In a 2003 study, Rebuilding Public Confidence in Financial Reporting: An International Perspective, IFAC identified the various players impacting the financial reporting process and found that a failure to recognize the primacy

of integrity had been a major contributor to recent financial scandals. “Everyone in the supply chain wasn’t acting truly with the public interest in mind,” Ward said. The current initiative seeks to explore incentives more closely.

IFAC plans to appoint an independent chair to lead the study, which will examine issues including corporate management and governance, regulatory developments, auditor independence and rotation, and the expectations around the auditor’s responsibility for the detection of fraud. The intention is to offer practical suggestions on what the global accountancy profession can do to improve the reporting process and where it can enlist the help of other professions to create change.

Ward likened financial reporting to an automotive production line, with different people and processes along the way resulting in the finished product. “We want to look at how we can build in quality from the very beginning of the production line,” he said.

IFAC represents 160 different professional accounting groups in 119 countries, taking in 2.5 million accountants in various fields.

FASAC Seeks Input On Financial Reporting Priorities Though Survey

Here’s your chance to tell standard setters where they should focus their attention in the coming year.
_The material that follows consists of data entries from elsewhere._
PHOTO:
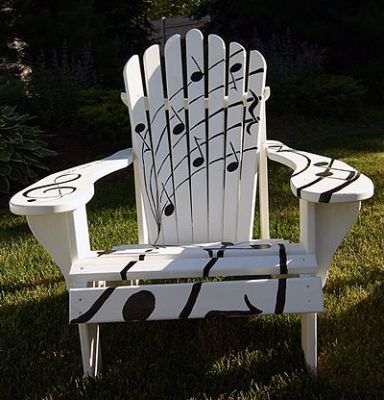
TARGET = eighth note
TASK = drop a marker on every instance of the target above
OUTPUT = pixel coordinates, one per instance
(234, 164)
(197, 75)
(170, 208)
(199, 160)
(178, 128)
(235, 67)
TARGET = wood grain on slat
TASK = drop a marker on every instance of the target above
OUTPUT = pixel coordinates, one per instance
(162, 165)
(197, 133)
(141, 145)
(248, 178)
(178, 137)
(234, 136)
(216, 135)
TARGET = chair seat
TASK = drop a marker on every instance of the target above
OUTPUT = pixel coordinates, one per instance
(258, 257)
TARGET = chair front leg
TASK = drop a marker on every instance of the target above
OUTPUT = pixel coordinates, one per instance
(309, 339)
(90, 349)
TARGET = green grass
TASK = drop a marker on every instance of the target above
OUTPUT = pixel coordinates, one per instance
(244, 358)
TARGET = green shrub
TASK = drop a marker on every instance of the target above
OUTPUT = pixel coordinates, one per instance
(53, 95)
(331, 95)
(21, 148)
(103, 119)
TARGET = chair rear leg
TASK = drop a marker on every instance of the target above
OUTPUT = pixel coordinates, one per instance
(90, 349)
(309, 339)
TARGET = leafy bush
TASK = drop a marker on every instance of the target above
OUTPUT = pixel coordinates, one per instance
(21, 148)
(336, 95)
(103, 119)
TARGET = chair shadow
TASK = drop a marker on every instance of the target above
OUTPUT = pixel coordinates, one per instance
(161, 359)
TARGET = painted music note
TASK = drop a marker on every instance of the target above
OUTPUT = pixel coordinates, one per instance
(197, 75)
(235, 68)
(234, 164)
(180, 127)
(328, 171)
(56, 190)
(197, 162)
(170, 207)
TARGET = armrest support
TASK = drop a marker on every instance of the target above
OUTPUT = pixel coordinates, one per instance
(69, 189)
(320, 179)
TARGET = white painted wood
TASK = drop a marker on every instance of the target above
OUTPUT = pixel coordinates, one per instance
(193, 262)
(234, 138)
(216, 134)
(196, 300)
(263, 180)
(69, 189)
(162, 173)
(197, 133)
(321, 179)
(65, 237)
(309, 339)
(178, 137)
(145, 187)
(251, 146)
The Financial Accounting Standards Advisory Council has issued its annual survey for 2005 to get input on a variety of financial reporting issues.

FASAC, the overseer of the Financial Accounting Standards Board, seeks views on FASB’s current priorities, future financial reporting issues, simplification, implementation guidance and differential accounting standards for certain entities.

Survey responses help FASAC and FASB determine priorities for standard setting activities going forward. The survey is available on the FASB website, and responses are due Aug. 31.